It sounds fantastic and very seductive but the truth is, well there’s no such thing.
Admittedly when you examine the paperwork you will see that the agreement shows that there is no interest on the loan but in reality you do end up paying that interest in different ways. It stands to reason really, can any company, no matter how large really afford to loan money for free? The answer is, of course, no.
You may think that as many motor manufacturers have their own finance companies that they are able to arrange these zero % deals between themselves. In reality they are completely separate companies and as such are in the business of making profits. That said, how long do you think they would be in business if they lent money for free?
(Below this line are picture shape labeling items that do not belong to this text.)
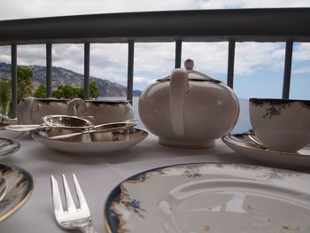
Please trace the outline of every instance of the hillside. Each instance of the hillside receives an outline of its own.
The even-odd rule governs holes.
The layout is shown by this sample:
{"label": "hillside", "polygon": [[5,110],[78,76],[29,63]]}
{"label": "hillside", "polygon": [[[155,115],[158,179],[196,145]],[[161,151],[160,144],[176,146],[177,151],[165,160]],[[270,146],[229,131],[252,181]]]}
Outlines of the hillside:
{"label": "hillside", "polygon": [[[30,67],[34,72],[34,82],[36,86],[45,84],[46,66],[20,66]],[[55,89],[58,85],[71,85],[73,87],[83,87],[84,75],[72,70],[62,67],[53,66],[52,72],[52,88]],[[11,79],[11,65],[0,63],[0,78]],[[99,97],[126,97],[127,87],[108,80],[90,77],[90,81],[95,80],[99,86]],[[140,90],[134,90],[134,96],[141,95]]]}

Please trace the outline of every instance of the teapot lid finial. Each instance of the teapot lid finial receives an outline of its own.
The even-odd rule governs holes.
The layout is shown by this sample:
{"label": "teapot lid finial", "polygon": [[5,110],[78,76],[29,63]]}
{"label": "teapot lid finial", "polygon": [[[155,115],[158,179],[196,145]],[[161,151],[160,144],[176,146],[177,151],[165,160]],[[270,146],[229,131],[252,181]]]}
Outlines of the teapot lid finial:
{"label": "teapot lid finial", "polygon": [[187,70],[192,70],[194,67],[194,61],[190,58],[186,59],[184,62],[184,66]]}

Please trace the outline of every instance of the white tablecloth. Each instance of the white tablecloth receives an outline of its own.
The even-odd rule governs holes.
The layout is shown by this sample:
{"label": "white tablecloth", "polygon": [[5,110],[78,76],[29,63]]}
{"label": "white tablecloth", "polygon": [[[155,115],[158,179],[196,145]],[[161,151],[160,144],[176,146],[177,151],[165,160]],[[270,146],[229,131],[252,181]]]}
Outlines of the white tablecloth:
{"label": "white tablecloth", "polygon": [[[12,133],[0,131],[0,136]],[[165,147],[151,134],[137,145],[109,155],[74,155],[44,147],[24,135],[18,139],[20,150],[0,161],[23,167],[34,178],[30,198],[15,214],[0,222],[1,233],[66,232],[54,218],[51,204],[50,175],[60,182],[65,174],[70,185],[75,173],[89,206],[97,232],[105,232],[103,223],[104,205],[111,190],[124,179],[158,167],[193,162],[251,163],[227,147],[221,139],[215,147],[184,150]],[[59,183],[58,182],[58,183]],[[73,187],[73,186],[71,186]]]}

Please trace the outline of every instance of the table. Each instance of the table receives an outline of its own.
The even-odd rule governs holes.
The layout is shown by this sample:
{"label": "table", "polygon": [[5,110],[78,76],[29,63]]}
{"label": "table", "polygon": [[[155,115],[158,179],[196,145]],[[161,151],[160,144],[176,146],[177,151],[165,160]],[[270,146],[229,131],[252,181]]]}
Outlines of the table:
{"label": "table", "polygon": [[[4,137],[12,138],[14,134],[0,131],[0,136]],[[76,175],[90,208],[93,225],[99,233],[105,232],[103,212],[110,191],[133,175],[181,163],[254,164],[249,159],[237,155],[221,139],[216,140],[212,149],[176,149],[159,144],[157,137],[150,134],[137,145],[110,155],[74,155],[52,151],[32,140],[27,133],[18,141],[20,150],[0,162],[17,165],[28,171],[33,175],[35,189],[26,204],[0,223],[0,232],[4,233],[67,232],[60,229],[54,219],[50,175],[60,182],[61,174],[65,174],[69,178],[69,185],[73,185],[71,174]]]}

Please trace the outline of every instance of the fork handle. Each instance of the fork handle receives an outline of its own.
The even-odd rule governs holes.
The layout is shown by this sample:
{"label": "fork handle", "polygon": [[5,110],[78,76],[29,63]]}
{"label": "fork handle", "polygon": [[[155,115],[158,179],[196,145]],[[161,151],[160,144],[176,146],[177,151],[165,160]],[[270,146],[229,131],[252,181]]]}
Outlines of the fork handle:
{"label": "fork handle", "polygon": [[81,228],[81,231],[83,233],[97,233],[96,229],[91,225]]}

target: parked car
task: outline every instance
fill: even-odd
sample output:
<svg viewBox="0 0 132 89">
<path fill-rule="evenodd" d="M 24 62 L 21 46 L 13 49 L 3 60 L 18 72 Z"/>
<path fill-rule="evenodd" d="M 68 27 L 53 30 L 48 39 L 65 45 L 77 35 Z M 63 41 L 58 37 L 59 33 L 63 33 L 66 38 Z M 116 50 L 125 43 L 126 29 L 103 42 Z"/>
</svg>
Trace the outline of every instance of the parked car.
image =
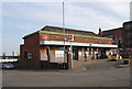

Of course, not very long! They are not registered charities and are not set up with the sole aim of helping the dealerships shift units.
So, in that case, where does their profit come from? Who has to stump up for this “hidden” interest? The truth of the matter is that it comes straight from the dealer (well, at least initiallyI’m sure you can tell where this is going!)
The dealership in this instance will pay the finance company in a separate transaction. This can be funded by them taking a reduced commission or they may even make an actual payment. Whatever the means it is the dealer that ends up covering the cost of the interest on the loan. How do you think they are able to do this? Correct! You pay for it!
The true cost of providing the “zero % ” finance will have been carefully factored into the other variables within the dealerships control so although at first glance it looks like a great offer you will have to pay for it one way or another. The dealer will have either increased the price of the car that the zero percent deal is attached to, engineered it so that you will be getting less than the genuine trade price for your part-exchange or will provide absolutely no discount on the new car (try negotiating the price on a zero % finance car and see how you get on!). In truth the dealer will probably combine all three of these strategies in order to cover the cost.
The dealer will have a multitude of tricks up their sleeves in order to disguise what is really happening and leave you thinking that the deal you get from them will be better than anywhere else.
Often you will see adverts guaranteeing at least “x amount” for your old car but don’t be fooled, you will get the trade price for your car and nothing more. Or you may see “No deposit and receive 500 cash back!” But as already stated you will end up paying for the cash back
Anything that is offered “free” will have certainly already been taken into account and factored into any offer.
The bottom line is in order to get the zero % finance deal you actually end up having to borrow more money than you would if financed the car at a normal rate.
Take two identical cars, in different dealerships. One of these cars is available at “zero percent finance” and the other car at a standard interest rate. Assuming you negotiated equally as hard at both dealerships what you would end up paying is the same amount per month whichever car or finance option you chose.
Basically a “zero percent finance” deal is a marketing tool used by the dealerships and manufacturers to give the impression that you, the customer, is going to get a fantastic deal. The important thing to remember is not to let this offer sway you in favour of one car or dealer over another. If the car you want is not being offered at zero percent finance don’t compromise just because a similar car is on offer at zero percent, in reality there’s no difference.
Remember you can’t borrow money for free, it just can’t happen.